= Halfway, Illinois =

Halfway, Illinois was an unincorporated community in northeastern Williamson County, Illinois located about halfway between the county seat of Marion and Corinth. A post office operated from 1895 to 1911 in a country store. The ZIP Code was 62974.

It is not to be confused with the later Halfway in Williamson County on Illinois Route 37 between Marion and Johnston City.

==History==
Joseph H. Williams opened the post office February 5, 1895. Henry W. Rogers became postmaster two years later on August 3, 1897, but Williams took over the job again on December 1, 1897. He sold out to James Chadwell who updated the country store with a new stock of goods.

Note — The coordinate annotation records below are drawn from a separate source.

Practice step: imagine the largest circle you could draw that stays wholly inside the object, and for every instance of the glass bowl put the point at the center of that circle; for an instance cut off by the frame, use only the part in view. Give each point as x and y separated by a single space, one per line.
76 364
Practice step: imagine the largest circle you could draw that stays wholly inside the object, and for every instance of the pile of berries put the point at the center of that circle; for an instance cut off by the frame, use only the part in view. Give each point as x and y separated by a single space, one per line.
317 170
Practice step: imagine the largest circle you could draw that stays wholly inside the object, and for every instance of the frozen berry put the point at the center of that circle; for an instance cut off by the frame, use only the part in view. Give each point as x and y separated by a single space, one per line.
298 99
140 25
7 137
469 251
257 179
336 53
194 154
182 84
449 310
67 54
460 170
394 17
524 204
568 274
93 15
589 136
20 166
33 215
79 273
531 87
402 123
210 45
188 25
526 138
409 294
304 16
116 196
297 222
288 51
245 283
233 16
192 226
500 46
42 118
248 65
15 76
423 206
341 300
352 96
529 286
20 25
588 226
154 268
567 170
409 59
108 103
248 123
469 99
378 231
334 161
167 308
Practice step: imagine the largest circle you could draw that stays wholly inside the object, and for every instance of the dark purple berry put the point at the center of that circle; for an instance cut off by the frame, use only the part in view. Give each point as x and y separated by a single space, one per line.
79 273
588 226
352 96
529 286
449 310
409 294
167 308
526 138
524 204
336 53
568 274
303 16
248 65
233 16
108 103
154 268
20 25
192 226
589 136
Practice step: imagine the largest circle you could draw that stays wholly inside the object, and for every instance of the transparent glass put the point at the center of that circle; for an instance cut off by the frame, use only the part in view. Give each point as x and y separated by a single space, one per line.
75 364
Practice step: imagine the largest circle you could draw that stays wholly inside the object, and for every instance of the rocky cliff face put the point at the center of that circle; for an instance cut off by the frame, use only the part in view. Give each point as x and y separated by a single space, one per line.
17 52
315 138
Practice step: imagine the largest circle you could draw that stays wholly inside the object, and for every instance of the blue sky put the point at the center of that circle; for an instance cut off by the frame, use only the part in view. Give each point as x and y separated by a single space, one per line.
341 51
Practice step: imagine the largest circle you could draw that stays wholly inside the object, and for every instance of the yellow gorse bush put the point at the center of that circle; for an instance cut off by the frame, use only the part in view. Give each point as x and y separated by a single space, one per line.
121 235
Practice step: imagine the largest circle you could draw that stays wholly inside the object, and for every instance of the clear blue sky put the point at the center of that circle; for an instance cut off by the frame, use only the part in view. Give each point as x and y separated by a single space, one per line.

Chadwell's daughter then became postmaster May 20, 1899. The elder Chadwell and his business partner John Leander Roberts, a Corinth storekeeper, sold the store to the Albert and Nicholas G. Riggs. Albert became postmaster June 14, 1905. When nearby Pittsburg, Illinois opened up, Albert moved there and became that town's postmaster. Nicholas took over for Albert at Halfway and became postmaster December 8, 1905. Operations discontinued on 15 December 1911. The area is now served by the Pittsburg Post Office.

==Geography==
The store was located almost on the township line in Section 25, Township 8 South, Range 3 East of the Third Principal Meridian in what's known today as Lake Creek Precinct. Today the area is the intersection of Edwards Road (the old road to Corinth) and Dwina Road that runs along the township line.